Power utility SSE fell 1.8% to £14.31, having reiterated annual earnings guidance after a worse-than-expected impact from weather conditions was offset by a smaller-than-expected hit from Covid-19.
SSE reaffirmed its guidance for adjusted earnings per share in the year through March of between 85p and 90p.
Water utility Pennon dropped 2.7% to 965.8p on announcing that it was continuing to narrow down potential investment opportunities, having recently reaped £3.7 billion from the sale of Viridor.
Pennon reiterated that it may return a substantial amount of capital to shareholders, should it not find an attractive investment target.
Student accommodation developer Unite firmed 0.7% to £10.78 after itsbold a portfolio of eight properties for £133 million to Aventicum Real Estate.
The disposal portfolio, comprising 2,284 beds included assets in Coventry, Wolverhampton, Birmingham, Exeter and Manchester.
Specialist brick manufacturer Michelmersh Brick added 4.2% to 141.7p even as it booked a 17% fall in annual profit after the Covid-19 pandemic slowed construction activity and disrupted manufacturing operations.

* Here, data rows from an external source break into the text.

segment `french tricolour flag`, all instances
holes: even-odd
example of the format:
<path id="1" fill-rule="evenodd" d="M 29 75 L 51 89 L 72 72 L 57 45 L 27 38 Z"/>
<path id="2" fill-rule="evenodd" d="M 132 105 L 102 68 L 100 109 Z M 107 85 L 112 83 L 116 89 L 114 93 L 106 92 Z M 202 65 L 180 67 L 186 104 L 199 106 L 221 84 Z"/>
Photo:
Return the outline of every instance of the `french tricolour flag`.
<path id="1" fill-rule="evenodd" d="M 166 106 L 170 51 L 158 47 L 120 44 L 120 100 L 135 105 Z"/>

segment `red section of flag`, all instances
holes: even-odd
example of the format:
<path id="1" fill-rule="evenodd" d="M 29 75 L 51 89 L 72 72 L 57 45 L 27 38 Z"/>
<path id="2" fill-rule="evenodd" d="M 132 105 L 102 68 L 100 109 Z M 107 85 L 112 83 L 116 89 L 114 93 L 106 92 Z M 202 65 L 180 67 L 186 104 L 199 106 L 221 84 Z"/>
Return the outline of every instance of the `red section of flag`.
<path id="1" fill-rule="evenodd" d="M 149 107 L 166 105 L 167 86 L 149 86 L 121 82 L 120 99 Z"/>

Michelmersh Brick, however, more than doubled its dividend, citing a strong cash position.
Investment bank and broker Numis gained 2.6% to 389.5p on guiding for a more than 75% jump in first-half revenue.
Packaging company MPAC fell 7.6% to 505p after it reported a 46% fall in annual profit as the pandemic hit sales, though it said demand rebounded in the second half.